The NHTSA/EPA proposal allows the model year standards that must be achieved by each automaker for its car and light-duty truck fleet to rise to 37 miles per gallon (mpg) by 2020. That standard would stay in place for the model years 2021-2026. Under the Obama-era rule, the standard was set to rise to 54 mpg by 2025.

By making these revisions, the proposed rule elevates and ensures the primacy of consumer choice over bureaucratic mandates. Automakers now design vehicles to meet the preferences of bureaucrats rather than the needs of consumers.

In recent years, as gas prices have remained low, Americans have shown a preference for larger vehicles Data cited by the Washington Post (Aug. 3) show that Ford’s F-Series trucks are the best-selling vehicles in the United States, followed by Chevrolet and Ram pickups and a variety of SUVs. Further down are smaller sedans such as the Honda Civic and the Toyota Corolla. And further down still are electric vehicles.
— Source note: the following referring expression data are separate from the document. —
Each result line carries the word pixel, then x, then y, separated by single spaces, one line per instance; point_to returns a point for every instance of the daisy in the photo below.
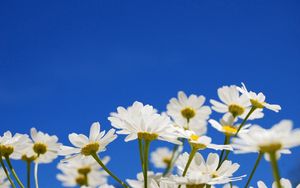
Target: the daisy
pixel 80 172
pixel 86 146
pixel 201 142
pixel 45 146
pixel 12 145
pixel 91 146
pixel 258 100
pixel 161 157
pixel 280 138
pixel 285 183
pixel 4 183
pixel 227 127
pixel 143 122
pixel 233 103
pixel 188 112
pixel 201 172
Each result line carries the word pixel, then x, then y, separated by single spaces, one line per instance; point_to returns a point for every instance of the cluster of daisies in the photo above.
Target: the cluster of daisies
pixel 184 123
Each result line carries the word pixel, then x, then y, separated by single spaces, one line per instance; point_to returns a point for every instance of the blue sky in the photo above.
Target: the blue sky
pixel 66 64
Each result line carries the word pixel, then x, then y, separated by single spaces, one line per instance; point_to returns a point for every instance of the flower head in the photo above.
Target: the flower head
pixel 258 100
pixel 226 126
pixel 142 121
pixel 233 103
pixel 12 145
pixel 280 138
pixel 203 172
pixel 161 157
pixel 188 112
pixel 201 142
pixel 45 146
pixel 80 172
pixel 86 146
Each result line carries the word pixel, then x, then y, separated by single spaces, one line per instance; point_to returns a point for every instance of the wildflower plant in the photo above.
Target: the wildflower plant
pixel 184 123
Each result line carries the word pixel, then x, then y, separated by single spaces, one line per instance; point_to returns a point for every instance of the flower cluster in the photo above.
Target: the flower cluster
pixel 185 123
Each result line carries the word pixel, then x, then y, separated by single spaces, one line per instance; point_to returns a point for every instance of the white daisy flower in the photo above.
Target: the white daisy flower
pixel 142 121
pixel 80 172
pixel 11 145
pixel 86 146
pixel 189 112
pixel 4 183
pixel 226 126
pixel 201 172
pixel 233 103
pixel 258 100
pixel 161 157
pixel 285 183
pixel 107 186
pixel 45 146
pixel 201 142
pixel 153 180
pixel 280 138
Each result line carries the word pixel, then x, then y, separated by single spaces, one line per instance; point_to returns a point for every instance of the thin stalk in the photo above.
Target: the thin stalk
pixel 36 180
pixel 253 108
pixel 237 132
pixel 226 141
pixel 6 172
pixel 96 157
pixel 13 172
pixel 171 160
pixel 146 153
pixel 254 169
pixel 191 156
pixel 141 150
pixel 275 169
pixel 28 163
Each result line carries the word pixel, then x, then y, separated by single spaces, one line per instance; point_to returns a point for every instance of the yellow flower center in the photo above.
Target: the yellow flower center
pixel 90 149
pixel 6 150
pixel 229 129
pixel 167 160
pixel 214 175
pixel 188 113
pixel 84 170
pixel 194 137
pixel 256 103
pixel 81 180
pixel 270 148
pixel 236 110
pixel 40 148
pixel 28 159
pixel 196 186
pixel 147 136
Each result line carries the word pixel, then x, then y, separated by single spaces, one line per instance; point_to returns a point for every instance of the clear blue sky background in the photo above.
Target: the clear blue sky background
pixel 65 64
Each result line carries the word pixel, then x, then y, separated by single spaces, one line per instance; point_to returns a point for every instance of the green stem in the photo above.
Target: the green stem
pixel 6 172
pixel 226 141
pixel 141 149
pixel 253 108
pixel 95 156
pixel 191 156
pixel 28 173
pixel 275 168
pixel 13 172
pixel 254 169
pixel 147 147
pixel 171 160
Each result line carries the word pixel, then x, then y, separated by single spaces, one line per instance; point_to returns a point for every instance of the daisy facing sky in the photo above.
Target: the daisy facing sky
pixel 233 103
pixel 143 121
pixel 189 112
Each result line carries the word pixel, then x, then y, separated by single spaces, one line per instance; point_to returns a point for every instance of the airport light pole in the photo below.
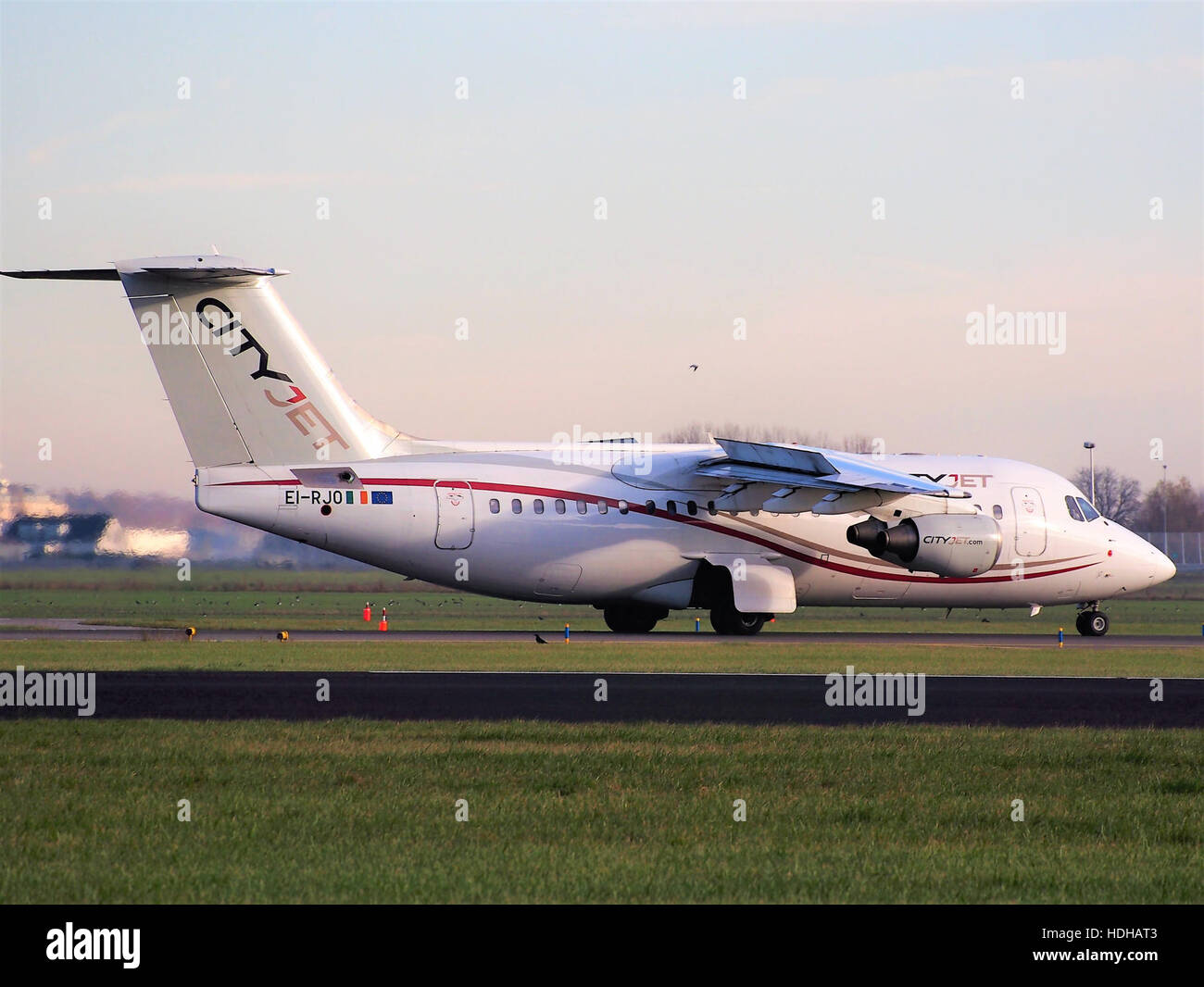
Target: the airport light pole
pixel 1164 492
pixel 1091 454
In making these selections, American consumers are showing a clear preference for safety. Larger vehicles provide better visibility and greater protection in the event of a collision. A 2018 NHTSA study found that new model year vehicles are safer, resulting in fewer deaths and injuries when they are involved in accidents. By calling its proposed rulemaking SAFE, the administration acknowledges the importance of protecting the traveling public, which includes small children, the most vulnerable passengers in a vehicle.

EPA and NHTSA correctly argue that the current, Obama-era CAFÉ standards have contributed to the rising cost of new automobiles to an average of $35,000 or more. Compared with the alternative put forth in the Trump proposal, keeping in place the standards finalized in 2012 would add $2,340 to the cost of owning a new car. Even in our flourishing economy, this would price many buyers out of the market, or force them to purchase smaller, less-safe vehicles.

The California Waiver

Acting EPA Administrator Andrew Wheeler said the proposal would “create a 50-state solution,” a reference to one of the plan’s most far-reaching provisions. In 2009, the Obama administration, citing authority under the Clean Air Act, issued a waiver to California, allowing it to set its own fuel-economy standards and to establish a statewide mandate for electric vehicles. No fewer than 12 states, mostly in the Northeast and the Northwest, have adopted California’s tailpipe emission standards. Together, they account for about half of the U.S. automobile market.

The proposed rule establishes and confirms true federalism by removing California’s ability to dictate to consumers in other states what kinds of cars they should buy. No state should have this kind of power, either over the automobile industry or the driving public nationwide.

Reflecting a Radically Changing Energy Environment

Finally, the proposed rule is a welcome acknowledgement that the world has changed since 1975, the year that CAFÉ standards were enacted. We now live in an era of energy abundance, made possible by America’s growing extraction of oil and natural gas. OPEC’s stranglehold on global oil production and prices has been broken.

Furthermore, today’s internal combustion engines bear little resemblance to those in service when CAFÉ’s standards were imposed 43 years ago. The demands of competition will force automakers to continue upgrading their vehicles’ engines with respect to both emissions and fuel efficiency. Instead of relying on ever-tightening bureaucratic mandates, which can be cynically used by regulators, politicians, and pressure groups to favor one technology or product over another, government should step away and allow innovation to determine our automotive future.

The original CAFÉ mandate and the 2012 Obama rule are both relics of a distance past, one in which energy was thought to be scarce and only government mandates limiting consumer choices could remedy the situation. That era is thankfully gone, and the proposed rule reflects that reality.